A major problem with improving roads are not the roads themselves, but what lies beneath them. Buried under many of Ely’s streets are old sewer and water lines. In the past, workers have overhauled major streets, only to have to tear into them to fix broken lines. “One example is Ely Avenue,” Jenkins said. “That was paved over old utilities and we’ve had to tear into that a couple of times.”
So now road repavings follow where new water and sewer lines are put in. It’s a better long-term approach but adds to the complexity and cost of any major road project. Murray Street was considered for repaving this year, but Ely was unable budget the funds to upgrade the older sewer line underground. So the city opted for the maintenance projects instead.
The city does want to point out to residents that if you’re tired of driving over the same pothole everyday, there is money available to have it filled. “We’ll go in and patch the potholes and level the road off the best we can,” said city street department employee Dave Burky.

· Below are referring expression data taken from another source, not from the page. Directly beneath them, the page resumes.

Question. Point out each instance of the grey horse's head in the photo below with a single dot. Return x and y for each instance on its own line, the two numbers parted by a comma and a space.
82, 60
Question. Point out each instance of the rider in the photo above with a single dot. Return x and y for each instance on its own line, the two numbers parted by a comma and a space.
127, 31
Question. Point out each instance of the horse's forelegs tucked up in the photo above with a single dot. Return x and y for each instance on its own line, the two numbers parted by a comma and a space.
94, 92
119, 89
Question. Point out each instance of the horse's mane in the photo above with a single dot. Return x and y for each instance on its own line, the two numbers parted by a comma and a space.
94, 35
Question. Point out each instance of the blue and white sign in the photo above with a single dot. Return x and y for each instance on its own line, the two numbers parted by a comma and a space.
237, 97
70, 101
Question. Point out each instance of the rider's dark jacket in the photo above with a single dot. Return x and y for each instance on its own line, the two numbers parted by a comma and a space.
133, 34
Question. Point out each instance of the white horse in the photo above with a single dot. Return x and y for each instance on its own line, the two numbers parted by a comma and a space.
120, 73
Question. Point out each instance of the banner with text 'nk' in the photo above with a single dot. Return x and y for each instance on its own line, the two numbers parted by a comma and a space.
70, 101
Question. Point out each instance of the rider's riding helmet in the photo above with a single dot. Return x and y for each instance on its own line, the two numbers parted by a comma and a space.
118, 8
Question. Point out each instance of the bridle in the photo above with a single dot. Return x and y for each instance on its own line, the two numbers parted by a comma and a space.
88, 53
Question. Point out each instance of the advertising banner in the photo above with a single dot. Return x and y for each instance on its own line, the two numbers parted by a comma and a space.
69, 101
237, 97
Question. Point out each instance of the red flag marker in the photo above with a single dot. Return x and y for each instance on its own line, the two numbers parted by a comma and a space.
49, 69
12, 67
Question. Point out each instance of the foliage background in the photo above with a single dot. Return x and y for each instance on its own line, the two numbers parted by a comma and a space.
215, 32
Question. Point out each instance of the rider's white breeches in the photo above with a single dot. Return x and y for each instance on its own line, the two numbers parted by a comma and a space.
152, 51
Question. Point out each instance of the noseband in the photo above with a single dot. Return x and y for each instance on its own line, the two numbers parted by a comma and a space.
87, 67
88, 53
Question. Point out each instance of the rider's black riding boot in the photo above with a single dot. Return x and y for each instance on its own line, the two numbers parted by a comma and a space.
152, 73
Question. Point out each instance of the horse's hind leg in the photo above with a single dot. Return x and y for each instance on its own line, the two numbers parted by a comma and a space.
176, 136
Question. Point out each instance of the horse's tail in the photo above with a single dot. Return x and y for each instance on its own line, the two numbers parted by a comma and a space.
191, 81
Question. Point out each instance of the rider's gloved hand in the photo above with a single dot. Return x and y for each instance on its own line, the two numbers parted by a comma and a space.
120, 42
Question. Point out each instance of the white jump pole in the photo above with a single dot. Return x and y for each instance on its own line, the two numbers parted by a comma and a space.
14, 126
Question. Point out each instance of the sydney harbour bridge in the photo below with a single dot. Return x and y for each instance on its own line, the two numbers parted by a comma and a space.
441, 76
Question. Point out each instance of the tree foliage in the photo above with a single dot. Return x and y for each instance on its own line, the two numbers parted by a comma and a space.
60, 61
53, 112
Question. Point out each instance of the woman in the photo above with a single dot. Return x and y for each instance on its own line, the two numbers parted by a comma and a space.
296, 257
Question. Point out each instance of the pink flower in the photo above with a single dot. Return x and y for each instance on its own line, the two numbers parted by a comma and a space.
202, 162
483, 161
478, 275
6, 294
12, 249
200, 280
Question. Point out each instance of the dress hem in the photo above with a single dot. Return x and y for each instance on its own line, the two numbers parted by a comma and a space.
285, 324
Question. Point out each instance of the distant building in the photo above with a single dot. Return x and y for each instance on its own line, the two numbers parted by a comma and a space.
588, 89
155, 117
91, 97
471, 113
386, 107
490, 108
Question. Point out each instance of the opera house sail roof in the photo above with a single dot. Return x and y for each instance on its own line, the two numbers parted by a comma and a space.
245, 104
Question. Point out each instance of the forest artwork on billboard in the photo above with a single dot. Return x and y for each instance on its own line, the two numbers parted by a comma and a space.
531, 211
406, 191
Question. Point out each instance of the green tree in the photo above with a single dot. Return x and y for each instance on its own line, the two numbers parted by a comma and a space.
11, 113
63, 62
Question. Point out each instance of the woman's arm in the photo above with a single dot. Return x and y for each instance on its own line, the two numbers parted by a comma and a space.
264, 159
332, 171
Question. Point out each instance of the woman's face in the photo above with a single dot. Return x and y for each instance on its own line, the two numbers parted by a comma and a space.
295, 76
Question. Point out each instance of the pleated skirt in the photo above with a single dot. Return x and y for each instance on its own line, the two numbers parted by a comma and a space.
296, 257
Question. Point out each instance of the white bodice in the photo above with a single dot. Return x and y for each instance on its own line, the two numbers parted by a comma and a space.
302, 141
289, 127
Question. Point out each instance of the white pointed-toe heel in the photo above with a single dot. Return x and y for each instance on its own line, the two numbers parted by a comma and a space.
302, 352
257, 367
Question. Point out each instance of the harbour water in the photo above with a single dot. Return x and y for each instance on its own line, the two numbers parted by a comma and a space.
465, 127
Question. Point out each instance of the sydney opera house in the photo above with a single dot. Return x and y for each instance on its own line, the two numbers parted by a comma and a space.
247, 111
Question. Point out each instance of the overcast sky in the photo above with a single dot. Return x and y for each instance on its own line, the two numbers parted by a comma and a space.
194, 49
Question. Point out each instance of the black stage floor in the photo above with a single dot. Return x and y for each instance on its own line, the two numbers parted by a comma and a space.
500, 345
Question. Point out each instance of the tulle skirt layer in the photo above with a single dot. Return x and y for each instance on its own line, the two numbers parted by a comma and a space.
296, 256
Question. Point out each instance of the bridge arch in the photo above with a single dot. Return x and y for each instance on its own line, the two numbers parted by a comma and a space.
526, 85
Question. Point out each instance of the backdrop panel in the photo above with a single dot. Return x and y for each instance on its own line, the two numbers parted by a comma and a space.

In the end, for both major local road projects or state highway projects, it always goes back to funding, or lack thereof. Locally, it’s about scraping together enough revenue from county tax dollars and wherever else to be able improve the roads. For NDOT, it’s about hoping Congress will continue a funding level that keeps Nevada’s rural highways top in the class.
Ben Rowley is a small business owner living in Rural Nevada and is the web editor for Battle Born Media’s publications. His writing focuses on issues related to small town living.